So, your percentage of the tax dollar from these figures—which, I say, I have not had an opportunity to analyze, and perhaps you have a pretty good answer to it as to your percent of the tax dollar-is more substantial here for health purposes than it is elsewhere.

Dr. RUHLAND. Well, quite obviously, gentlemen, the point to remember in this connection is that in the District we function as State and county as well.

Mr. Bates. And these are set up on the same basis. Dr. RUHLAND. These are set up on a municipal basis. Mr. BATEs. No; the city area figures represent a total city corporation, and computed portions for what we call overlying local and State governments, so all these figures are supposed to be on that basis.

Dr. RUHLAND. Are supposed to include counties? Mr. Bates. Yes, sir; that is the basis. They would have no meaning otherwise, and there would be a great inconsistency.

Dr. RUHLAND. I would like to know the details of the figures.

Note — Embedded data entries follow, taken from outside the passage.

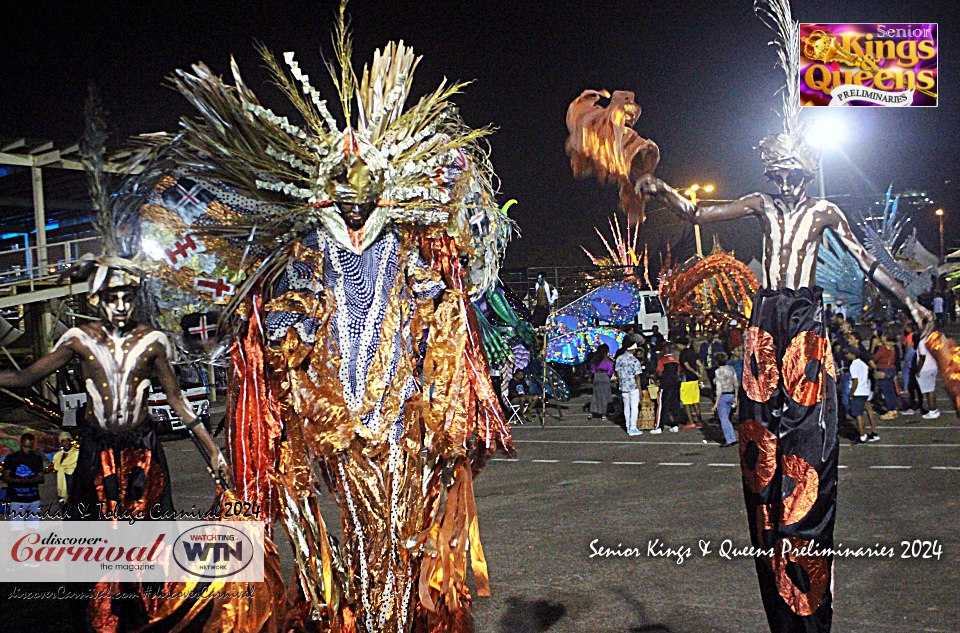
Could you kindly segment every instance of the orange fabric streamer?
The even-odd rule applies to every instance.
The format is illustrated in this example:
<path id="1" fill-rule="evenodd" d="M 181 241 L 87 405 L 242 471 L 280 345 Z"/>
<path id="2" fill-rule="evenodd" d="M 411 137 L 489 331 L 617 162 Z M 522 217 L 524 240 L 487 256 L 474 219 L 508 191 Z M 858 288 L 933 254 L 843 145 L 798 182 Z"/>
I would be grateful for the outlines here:
<path id="1" fill-rule="evenodd" d="M 953 398 L 953 407 L 960 412 L 960 348 L 953 339 L 936 331 L 927 337 L 927 349 L 943 376 L 943 386 Z"/>
<path id="2" fill-rule="evenodd" d="M 607 107 L 597 105 L 608 97 Z M 633 188 L 633 180 L 652 174 L 660 162 L 657 144 L 633 129 L 640 106 L 633 93 L 616 90 L 584 90 L 567 108 L 567 154 L 577 178 L 596 175 L 600 182 L 620 185 L 620 208 L 631 224 L 644 220 L 645 201 Z"/>
<path id="3" fill-rule="evenodd" d="M 269 526 L 274 515 L 275 492 L 270 478 L 276 474 L 281 434 L 276 402 L 268 394 L 264 375 L 263 326 L 260 293 L 253 294 L 250 321 L 244 340 L 234 343 L 231 365 L 239 390 L 231 411 L 235 423 L 227 425 L 227 450 L 233 465 L 235 494 L 256 504 Z"/>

Mr. BATEs. I would be very glad to have Mr. Jackson take a note to have one of the Bureau of the Census men discuss this with you, because it puts the District of Columbia in the light of having the greatest expenditures, at least, of that part of the tax dollar, of at least the 13 other cities of its near size that they could find, both

Dr. 'RUHLAND. I certainly would have to see the details of these figures and of their figuring.

smaller and larger.

Mr. BATES. Of course, the per capita cost here in the District also, according to those same figures, which are based on 1941 figures that is 1945 which I just read—and the per capita cost for health and hospitals for the District in 1941 was $9.67, and that was exceeded only by one city, and that was Boston, and the average of the 13 other cities is $7.16. So, you have got about a 30-percent increase in per capita cost in the District over and above the average of those 13 other cities.

I am not saying what those figures embrace, because I have not had a chance to study them, but I think, out of deference to the position that you hold, and your staff, we will have somebody come along and talk to you about it.

Dr. RUHLAND. I should be very much interested.

Mr. BATES. I wish you would see Mr. Jackson, and he will arrange for you to have an analysis made.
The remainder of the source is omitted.